SETTING performance goals is part of the business plan for almost every company. The same is true in the world of supercomputers. Ten years ago, the Department of Energy (DOE) launched the Accelerated Strategic Computing Initiative (ASCI) to help ensure the safety and reliability of the nation’s nuclear weapons stockpile without nuclear testing. ASCI, which is now called the Advanced Simulation and Computing (ASC) Program and is managed by DOE’s National Nuclear Security Administration (NNSA), set an initial 10-year goal to obtain computers that could process up to 100 trillion floating-point operations per second (teraflops). Many computer experts thought the goal was overly ambitious, but the program’s results have proved them wrong.
Last November, a Livermore–IBM team received the 2005 Gordon Bell Prize for achieving more than 100 teraflops while modeling the pressure-induced solidification of molten metal.
The prestigious prize, which is named for a founding father of supercomputing, is awarded each year at the Supercomputing Conference to innovators who advance high-performance computing. Recipients for the 2005 prize included six Livermore scientists—physicists Fred Streitz, James Glosli, and Mehul Patel and computer scientists Bor Chan, Robert Yates, and Bronis de Supinski—as well as IBM researchers James Sexton and John Gunnels.
This team produced the first atomic-scale model of metal solidification from the liquid phase with results that were independent of system size. The record-setting calculation used Livermore’s domain decomposition molecular-dynamics (ddcMD) code running on BlueGene/L, a supercomputer developed by IBM in partnership with the ASC Program. BlueGene/L reached 280.6 teraflops on
the Linpack benchmark, the industry standard used to measure computing speed. As a result, it ranks first on the list of Top500 Supercomputer Sites released in November 2005.
To evaluate the performance of nuclear weapons systems, scientists must understand how materials behave under extreme conditions. Because experiments at high pressures and temperatures are often difficult or impossible to conduct, scientists rely on computer models that have been validated with obtainable data.
Of particular interest to weapons scientists is the solidification of metals. “To predict the performance of aging nuclear weapons, we need detailed information on a material’s phase transitions,” says Streitz, who leads the Livermore–IBM team. For example, scientists want to know what happens to a metal as it changes from molten liquid to a solid and how that transition affects the material’s characteristics, such as its strength.

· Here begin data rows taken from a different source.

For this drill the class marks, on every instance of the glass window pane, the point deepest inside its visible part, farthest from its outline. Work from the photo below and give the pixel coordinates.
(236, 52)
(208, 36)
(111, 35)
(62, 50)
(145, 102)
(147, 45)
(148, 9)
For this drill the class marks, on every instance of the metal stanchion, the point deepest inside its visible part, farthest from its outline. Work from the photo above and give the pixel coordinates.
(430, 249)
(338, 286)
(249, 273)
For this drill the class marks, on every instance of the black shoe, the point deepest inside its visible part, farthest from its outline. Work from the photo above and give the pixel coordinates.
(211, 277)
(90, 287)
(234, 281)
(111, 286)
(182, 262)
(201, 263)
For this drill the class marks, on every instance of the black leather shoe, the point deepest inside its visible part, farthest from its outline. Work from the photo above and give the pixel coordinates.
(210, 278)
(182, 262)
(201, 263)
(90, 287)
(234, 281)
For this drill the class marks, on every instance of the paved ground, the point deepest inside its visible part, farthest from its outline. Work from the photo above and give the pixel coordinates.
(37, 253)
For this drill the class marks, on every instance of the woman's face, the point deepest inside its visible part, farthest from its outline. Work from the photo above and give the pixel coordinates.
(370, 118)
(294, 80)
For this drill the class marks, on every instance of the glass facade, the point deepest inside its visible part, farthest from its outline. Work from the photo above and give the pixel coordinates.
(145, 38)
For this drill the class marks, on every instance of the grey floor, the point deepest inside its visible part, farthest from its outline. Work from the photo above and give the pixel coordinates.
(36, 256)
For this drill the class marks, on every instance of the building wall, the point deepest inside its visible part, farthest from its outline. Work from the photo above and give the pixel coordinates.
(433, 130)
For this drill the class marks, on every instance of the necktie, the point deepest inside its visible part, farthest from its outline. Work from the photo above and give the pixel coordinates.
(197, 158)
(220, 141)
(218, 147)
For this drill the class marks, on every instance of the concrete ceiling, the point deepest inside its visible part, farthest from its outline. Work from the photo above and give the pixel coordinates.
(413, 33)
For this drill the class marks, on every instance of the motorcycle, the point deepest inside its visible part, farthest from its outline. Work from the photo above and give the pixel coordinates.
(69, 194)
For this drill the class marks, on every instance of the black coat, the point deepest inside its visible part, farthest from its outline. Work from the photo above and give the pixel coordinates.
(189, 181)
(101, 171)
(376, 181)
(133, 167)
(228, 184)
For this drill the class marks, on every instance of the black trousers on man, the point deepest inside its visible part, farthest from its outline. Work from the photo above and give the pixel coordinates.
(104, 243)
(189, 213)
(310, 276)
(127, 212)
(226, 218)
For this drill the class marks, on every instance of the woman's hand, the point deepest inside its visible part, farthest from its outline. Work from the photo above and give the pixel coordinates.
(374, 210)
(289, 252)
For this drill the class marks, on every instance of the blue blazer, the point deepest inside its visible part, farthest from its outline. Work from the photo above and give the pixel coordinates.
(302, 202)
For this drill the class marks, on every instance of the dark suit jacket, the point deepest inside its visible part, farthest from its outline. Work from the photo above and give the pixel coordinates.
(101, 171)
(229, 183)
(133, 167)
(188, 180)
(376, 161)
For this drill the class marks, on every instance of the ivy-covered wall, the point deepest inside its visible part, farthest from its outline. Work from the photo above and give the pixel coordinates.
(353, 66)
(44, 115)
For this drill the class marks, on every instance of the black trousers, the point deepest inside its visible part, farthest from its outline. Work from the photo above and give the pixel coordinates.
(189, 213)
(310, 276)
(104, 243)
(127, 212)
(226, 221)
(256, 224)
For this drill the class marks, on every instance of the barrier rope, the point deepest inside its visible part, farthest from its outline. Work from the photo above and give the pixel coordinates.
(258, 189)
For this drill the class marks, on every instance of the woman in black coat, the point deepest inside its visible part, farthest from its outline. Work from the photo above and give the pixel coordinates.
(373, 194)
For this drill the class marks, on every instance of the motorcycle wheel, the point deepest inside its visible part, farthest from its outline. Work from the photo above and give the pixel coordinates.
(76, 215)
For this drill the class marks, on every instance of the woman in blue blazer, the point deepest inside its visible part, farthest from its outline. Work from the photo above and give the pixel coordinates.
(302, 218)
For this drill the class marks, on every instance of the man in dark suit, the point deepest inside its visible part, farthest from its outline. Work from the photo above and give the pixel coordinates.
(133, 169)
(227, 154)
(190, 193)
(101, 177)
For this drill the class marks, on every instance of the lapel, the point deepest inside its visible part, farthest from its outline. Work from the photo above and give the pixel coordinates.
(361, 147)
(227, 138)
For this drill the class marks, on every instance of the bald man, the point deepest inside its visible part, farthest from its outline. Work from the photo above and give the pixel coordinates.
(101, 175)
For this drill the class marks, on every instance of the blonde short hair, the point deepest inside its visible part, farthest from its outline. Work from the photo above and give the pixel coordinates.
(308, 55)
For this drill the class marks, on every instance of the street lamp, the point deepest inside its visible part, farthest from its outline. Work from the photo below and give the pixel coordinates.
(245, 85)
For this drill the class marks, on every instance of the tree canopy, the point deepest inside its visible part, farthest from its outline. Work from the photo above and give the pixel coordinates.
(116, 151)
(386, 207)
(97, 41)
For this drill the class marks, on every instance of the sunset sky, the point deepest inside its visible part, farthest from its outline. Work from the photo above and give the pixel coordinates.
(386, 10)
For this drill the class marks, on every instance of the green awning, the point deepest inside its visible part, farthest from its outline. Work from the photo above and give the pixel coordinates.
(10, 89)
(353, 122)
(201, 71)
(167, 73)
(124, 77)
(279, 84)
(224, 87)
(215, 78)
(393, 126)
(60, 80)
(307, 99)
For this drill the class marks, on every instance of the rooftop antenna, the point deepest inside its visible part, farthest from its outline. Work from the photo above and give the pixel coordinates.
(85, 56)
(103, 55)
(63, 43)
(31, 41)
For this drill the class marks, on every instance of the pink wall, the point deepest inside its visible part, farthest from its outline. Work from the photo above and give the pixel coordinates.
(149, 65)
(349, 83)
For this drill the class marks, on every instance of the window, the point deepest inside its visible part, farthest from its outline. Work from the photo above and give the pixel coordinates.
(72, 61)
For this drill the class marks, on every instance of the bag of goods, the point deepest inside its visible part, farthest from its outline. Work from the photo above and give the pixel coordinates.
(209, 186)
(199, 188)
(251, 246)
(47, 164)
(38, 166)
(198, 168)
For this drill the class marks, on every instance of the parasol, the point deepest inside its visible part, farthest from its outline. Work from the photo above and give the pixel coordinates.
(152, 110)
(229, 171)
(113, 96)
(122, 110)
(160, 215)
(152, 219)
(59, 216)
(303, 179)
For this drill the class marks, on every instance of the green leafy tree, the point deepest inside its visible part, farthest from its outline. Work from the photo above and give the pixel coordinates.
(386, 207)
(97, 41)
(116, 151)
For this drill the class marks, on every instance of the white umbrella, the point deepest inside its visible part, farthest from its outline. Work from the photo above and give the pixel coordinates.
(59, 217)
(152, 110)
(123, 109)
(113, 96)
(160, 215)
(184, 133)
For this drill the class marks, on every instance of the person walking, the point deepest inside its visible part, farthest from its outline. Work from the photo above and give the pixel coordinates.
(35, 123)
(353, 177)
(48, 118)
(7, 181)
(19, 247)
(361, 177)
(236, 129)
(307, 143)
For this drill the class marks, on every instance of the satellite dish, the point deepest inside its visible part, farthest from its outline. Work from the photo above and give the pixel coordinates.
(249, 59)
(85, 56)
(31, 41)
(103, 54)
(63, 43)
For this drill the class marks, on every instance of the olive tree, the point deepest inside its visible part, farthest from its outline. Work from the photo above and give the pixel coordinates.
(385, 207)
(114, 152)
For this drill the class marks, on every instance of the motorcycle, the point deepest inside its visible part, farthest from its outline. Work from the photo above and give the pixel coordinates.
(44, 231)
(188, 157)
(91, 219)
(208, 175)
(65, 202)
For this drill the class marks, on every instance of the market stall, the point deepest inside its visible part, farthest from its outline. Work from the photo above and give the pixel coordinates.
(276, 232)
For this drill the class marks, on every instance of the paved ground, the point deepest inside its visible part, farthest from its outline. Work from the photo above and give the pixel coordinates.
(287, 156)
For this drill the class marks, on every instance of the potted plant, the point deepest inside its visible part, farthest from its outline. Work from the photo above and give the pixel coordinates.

|The Livermore–IBM team used three system sizes to simulate the transition of tantalum from a melt to a solid. (a) With a 64,000-atom system, the simulation produced an artificial grain-boundary pattern. (b) A simulation with more than 2 million atoms yielded a more realistic but restricted grain-size distribution. (c) The result from using 16 million atoms showed grain formation and growth independent of system size.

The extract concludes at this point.